The belief that crystals are silent protectors, capable of sustaining their daily life, echoes down the centuries in a way that is relevant for modern life. The ancients had a profound connection to nature—which our city-led civilization has lost, to our collective detriment—that can be regained in the depths of a crystal.
The desire for ritual endures. Every human from birth shares a common quest for meaning, and repeated patterns of behavior can be important for our security, comfort, and sense of belonging.
I can’t fully explain the energy of a crystal itself, but I can explain certain emotions that people experience as they come to think of themselves in new ways. You could argue that the inexplicable happenings I and others have witnessed around crystals are simply a case of chance and coincidence, but nonetheless they were real experiences. The aim of a crystal is to foster a deeper feeling of happiness and fulfillment. There’s no scientific double-blind experiment that can testify to that, but we do have the “case study” results of life trajectories that have changed for the better—some of which are included in the chapters that follow.
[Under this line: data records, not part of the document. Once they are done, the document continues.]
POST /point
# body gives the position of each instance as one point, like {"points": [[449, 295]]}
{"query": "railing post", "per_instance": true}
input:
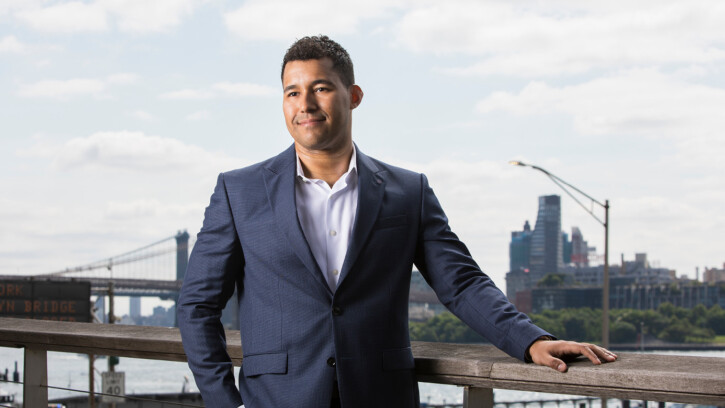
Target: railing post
{"points": [[35, 378], [475, 397]]}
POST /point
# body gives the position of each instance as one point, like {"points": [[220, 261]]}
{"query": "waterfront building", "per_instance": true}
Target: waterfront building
{"points": [[714, 275], [579, 248], [546, 244], [520, 248]]}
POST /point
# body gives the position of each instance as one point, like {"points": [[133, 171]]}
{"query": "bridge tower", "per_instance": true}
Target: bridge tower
{"points": [[182, 254]]}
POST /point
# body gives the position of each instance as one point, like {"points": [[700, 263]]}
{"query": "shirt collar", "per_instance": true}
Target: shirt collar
{"points": [[348, 173]]}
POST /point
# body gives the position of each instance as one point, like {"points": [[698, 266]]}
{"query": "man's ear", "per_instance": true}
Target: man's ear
{"points": [[356, 95]]}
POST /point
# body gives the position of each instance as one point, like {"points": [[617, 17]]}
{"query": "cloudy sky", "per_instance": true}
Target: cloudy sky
{"points": [[117, 116]]}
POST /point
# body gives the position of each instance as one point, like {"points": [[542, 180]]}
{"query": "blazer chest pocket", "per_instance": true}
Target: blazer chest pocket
{"points": [[391, 222], [257, 364], [398, 359]]}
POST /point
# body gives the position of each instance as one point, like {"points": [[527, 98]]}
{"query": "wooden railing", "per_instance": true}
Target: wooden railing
{"points": [[479, 369]]}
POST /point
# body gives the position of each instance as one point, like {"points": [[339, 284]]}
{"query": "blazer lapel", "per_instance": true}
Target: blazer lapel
{"points": [[371, 184], [279, 179]]}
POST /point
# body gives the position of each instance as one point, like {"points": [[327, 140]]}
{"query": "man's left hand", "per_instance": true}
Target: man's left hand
{"points": [[549, 353]]}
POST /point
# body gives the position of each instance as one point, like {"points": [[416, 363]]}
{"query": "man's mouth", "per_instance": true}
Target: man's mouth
{"points": [[310, 121]]}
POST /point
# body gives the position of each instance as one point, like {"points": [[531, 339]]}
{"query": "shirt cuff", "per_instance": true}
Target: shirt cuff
{"points": [[527, 355]]}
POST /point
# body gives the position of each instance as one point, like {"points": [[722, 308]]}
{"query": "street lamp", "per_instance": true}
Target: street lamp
{"points": [[605, 284]]}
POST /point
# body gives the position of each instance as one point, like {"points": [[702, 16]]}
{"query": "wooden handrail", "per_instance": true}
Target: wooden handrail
{"points": [[651, 377]]}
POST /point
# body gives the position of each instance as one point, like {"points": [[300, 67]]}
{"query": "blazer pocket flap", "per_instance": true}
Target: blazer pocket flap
{"points": [[398, 359], [256, 364], [389, 222]]}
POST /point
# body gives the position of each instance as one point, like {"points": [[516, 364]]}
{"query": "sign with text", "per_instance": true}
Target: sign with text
{"points": [[46, 300], [113, 383]]}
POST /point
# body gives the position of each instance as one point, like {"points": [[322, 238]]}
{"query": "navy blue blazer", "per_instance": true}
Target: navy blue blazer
{"points": [[297, 335]]}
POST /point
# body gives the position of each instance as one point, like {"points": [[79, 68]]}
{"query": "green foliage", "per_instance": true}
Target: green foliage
{"points": [[715, 319], [668, 322], [622, 332], [444, 328]]}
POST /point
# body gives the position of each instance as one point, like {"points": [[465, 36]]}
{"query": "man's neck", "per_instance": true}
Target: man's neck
{"points": [[324, 165]]}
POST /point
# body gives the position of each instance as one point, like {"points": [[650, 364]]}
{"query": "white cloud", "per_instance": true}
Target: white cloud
{"points": [[123, 78], [639, 101], [11, 44], [76, 87], [66, 18], [133, 151], [540, 39], [199, 115], [63, 89], [286, 20], [187, 94], [146, 208], [230, 89], [142, 16], [242, 89], [136, 16], [142, 115]]}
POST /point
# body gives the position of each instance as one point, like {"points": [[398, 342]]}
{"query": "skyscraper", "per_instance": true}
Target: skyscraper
{"points": [[579, 248], [546, 243], [520, 248]]}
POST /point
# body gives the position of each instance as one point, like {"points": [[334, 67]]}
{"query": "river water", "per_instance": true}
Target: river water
{"points": [[69, 370]]}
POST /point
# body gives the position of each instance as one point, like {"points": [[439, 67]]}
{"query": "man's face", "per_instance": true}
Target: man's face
{"points": [[318, 106]]}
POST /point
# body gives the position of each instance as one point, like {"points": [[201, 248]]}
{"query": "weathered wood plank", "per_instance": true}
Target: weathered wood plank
{"points": [[634, 376], [35, 377]]}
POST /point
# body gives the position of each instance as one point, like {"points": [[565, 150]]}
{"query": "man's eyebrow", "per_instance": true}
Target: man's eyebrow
{"points": [[315, 82]]}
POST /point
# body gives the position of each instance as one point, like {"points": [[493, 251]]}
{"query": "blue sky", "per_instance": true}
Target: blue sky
{"points": [[117, 115]]}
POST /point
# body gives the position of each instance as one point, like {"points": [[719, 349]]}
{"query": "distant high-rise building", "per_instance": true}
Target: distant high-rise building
{"points": [[565, 248], [520, 248], [134, 306], [714, 275], [579, 248], [546, 243]]}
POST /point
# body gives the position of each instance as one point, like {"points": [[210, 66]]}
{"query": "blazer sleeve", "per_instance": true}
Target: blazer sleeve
{"points": [[215, 266], [445, 262]]}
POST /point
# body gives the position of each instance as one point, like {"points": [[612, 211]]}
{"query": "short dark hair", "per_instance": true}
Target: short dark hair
{"points": [[319, 47]]}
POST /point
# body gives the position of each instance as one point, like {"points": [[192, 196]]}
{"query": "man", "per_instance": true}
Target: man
{"points": [[320, 242]]}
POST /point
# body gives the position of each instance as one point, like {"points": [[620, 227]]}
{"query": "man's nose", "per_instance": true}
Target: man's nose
{"points": [[309, 102]]}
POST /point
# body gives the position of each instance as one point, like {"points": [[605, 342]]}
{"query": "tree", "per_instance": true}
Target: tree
{"points": [[623, 332]]}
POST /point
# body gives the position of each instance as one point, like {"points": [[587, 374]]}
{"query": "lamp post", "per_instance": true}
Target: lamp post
{"points": [[605, 284]]}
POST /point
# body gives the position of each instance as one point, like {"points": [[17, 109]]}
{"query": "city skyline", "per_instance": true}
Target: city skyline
{"points": [[118, 117]]}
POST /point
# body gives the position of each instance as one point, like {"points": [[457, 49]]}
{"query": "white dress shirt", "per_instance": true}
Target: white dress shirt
{"points": [[327, 215]]}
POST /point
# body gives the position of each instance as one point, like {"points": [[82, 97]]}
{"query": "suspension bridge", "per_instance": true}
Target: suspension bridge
{"points": [[156, 269]]}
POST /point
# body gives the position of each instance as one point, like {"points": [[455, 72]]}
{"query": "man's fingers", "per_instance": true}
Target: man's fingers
{"points": [[557, 365], [586, 351], [604, 354]]}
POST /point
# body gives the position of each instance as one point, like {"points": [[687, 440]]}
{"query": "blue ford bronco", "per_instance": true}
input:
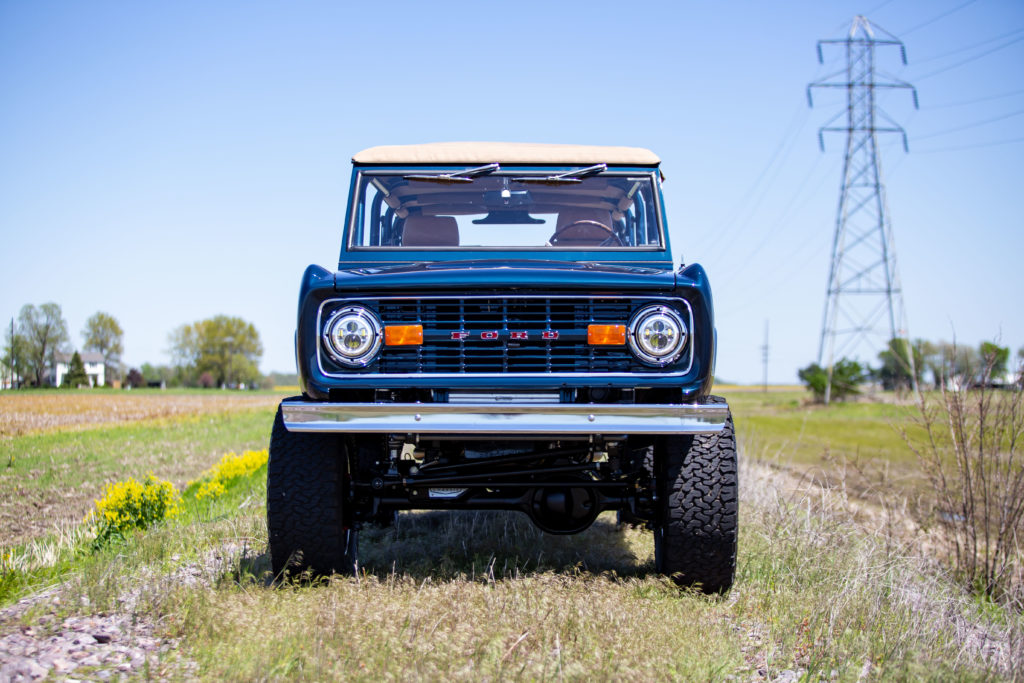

Sadly, crystals aren’t magic spells. There are no miracles or “cures.” You can’t tuck a rose quartz, known as the supporter of all forms of love, underneath your pillow to guarantee finding the
one. But working closely with a stone, and charging it with your intentions, can lead to balance and mental clarity. Your ability to determine what sparks joy in life might be sharpened, and you might find yourself considering what matters most, which will include relationships. The quartz can help illuminate what you need to discard, as you gradually clear out old toxic emotions to help yourself sleep better.
Everyone can tap in to crystal power. And this renewed faith in crystals is gaining momentum as we collectively seek an improved rhythm of life and define what it means to be a modern human being. There is but one single rule: you need to work earnestly with your crystal. Life improvements can happen, but as with all relationships, it works best when you make a commitment. There might not be just one stone that’s perfect for you. Like me, you might require different crystals at different moments. Think of this book as part of your rainbow tool kit for better living, because the ultimate goal of using any crystal is to feel free.